Digital Gap & Accessibility
A very important point to raise and constantly remember which affects all adult learners transversally is accessibility to these digital skills. Even though devices are becoming increasingly more common in daily life, there is an economical factor which plays a big role in broadening the gap between those who can easily access and acquire digital platforms, therefore practice and develop their digital skills, and those who simply can’t. Dealing with a wide variety of learner profiles will be challenging for the trainers but taking innovative approaches and giving learners solutions as to how they can practice and acquire these digital skills is key.
Digital competences for employability
The European Commission – DG CONNECT published the results of the study “ICT for Work: Digital skills in the workplace”(2017) which explored how jobs have evolved in the EU digital economy and how these digital technologies have penetrated into the workplace.
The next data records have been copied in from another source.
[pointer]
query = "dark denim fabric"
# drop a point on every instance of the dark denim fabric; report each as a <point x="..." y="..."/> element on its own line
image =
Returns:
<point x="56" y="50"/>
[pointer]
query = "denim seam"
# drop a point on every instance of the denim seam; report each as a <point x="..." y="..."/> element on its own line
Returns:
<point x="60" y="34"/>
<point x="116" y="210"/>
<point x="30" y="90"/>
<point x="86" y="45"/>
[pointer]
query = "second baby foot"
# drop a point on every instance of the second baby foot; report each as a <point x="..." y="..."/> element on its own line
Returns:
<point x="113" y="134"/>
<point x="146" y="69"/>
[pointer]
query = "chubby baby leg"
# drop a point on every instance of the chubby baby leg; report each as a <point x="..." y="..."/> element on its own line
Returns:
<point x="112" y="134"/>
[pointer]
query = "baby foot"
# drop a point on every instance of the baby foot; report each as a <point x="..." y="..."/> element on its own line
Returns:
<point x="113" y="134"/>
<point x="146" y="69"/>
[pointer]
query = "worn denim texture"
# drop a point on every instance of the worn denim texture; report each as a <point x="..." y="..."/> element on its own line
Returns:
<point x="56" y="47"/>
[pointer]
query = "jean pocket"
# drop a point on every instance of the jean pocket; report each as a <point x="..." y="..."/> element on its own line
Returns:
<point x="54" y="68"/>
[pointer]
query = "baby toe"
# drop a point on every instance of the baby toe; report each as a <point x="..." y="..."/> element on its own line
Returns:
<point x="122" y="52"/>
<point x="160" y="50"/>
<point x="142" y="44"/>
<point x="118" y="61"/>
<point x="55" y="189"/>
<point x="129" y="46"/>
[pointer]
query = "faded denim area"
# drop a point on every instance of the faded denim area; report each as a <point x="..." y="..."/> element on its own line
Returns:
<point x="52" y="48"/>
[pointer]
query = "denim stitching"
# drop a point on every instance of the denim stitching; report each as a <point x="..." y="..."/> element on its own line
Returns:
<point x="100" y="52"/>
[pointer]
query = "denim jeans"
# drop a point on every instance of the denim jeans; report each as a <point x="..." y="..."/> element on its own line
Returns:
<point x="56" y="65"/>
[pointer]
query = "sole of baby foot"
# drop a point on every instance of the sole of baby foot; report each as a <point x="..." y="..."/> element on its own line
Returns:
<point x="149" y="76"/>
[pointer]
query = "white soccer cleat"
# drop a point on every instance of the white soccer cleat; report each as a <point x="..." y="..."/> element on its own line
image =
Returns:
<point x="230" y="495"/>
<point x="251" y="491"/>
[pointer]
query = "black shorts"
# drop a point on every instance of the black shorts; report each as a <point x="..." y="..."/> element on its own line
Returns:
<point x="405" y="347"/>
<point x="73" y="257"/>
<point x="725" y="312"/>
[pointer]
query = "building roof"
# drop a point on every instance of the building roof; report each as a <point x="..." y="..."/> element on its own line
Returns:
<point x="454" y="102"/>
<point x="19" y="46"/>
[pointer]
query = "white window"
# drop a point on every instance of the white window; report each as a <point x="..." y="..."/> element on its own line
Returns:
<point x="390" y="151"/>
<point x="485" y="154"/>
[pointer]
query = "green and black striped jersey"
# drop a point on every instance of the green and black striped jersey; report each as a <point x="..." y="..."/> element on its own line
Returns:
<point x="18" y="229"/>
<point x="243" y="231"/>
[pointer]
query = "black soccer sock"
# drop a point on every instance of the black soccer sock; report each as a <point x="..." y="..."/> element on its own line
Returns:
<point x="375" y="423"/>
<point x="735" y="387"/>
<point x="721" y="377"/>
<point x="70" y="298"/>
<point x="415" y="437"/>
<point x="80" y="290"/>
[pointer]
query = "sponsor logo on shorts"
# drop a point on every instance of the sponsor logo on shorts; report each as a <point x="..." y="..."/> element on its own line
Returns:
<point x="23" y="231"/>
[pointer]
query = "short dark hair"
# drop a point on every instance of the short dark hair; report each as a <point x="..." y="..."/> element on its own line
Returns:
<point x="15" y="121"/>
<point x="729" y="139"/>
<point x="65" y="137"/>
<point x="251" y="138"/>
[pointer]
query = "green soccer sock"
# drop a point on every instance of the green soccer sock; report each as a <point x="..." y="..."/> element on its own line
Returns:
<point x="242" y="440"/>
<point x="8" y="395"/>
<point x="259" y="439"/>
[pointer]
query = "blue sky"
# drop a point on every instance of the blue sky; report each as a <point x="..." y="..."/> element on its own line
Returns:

One of the biggest impacts was that the digitization of the economy is creating a polarization of the labour market, the latter requiring high-skilled individuals agile in new technologies to carry our professions which before didn’t require that level of ICT skills.
Eurostat also published(2017) really interesting figures on digital skills and labour market which supported the mismatch between the digital skills jobs now demanded and the existing supply. According to Eurostat’s 2017 data, 85% of jobs in the EU need a basic level of digital skills, yet 43% of the EU population lacks even this level. In addition to this, 29% of the workers have to learn how to use new equipment for their jobs and admit to requiring further training. This data may explain some of the frustration that adult learners feel when searching for employment. Many job-seekers for existing occupations such as administrative workers, practitioners and even other generic business functions decide to find jobs in other fields that require less ICT knowledge, even though these may be lower status jobs they are overqualified for in other ways, because they feel overwhelmed by these digital skills required.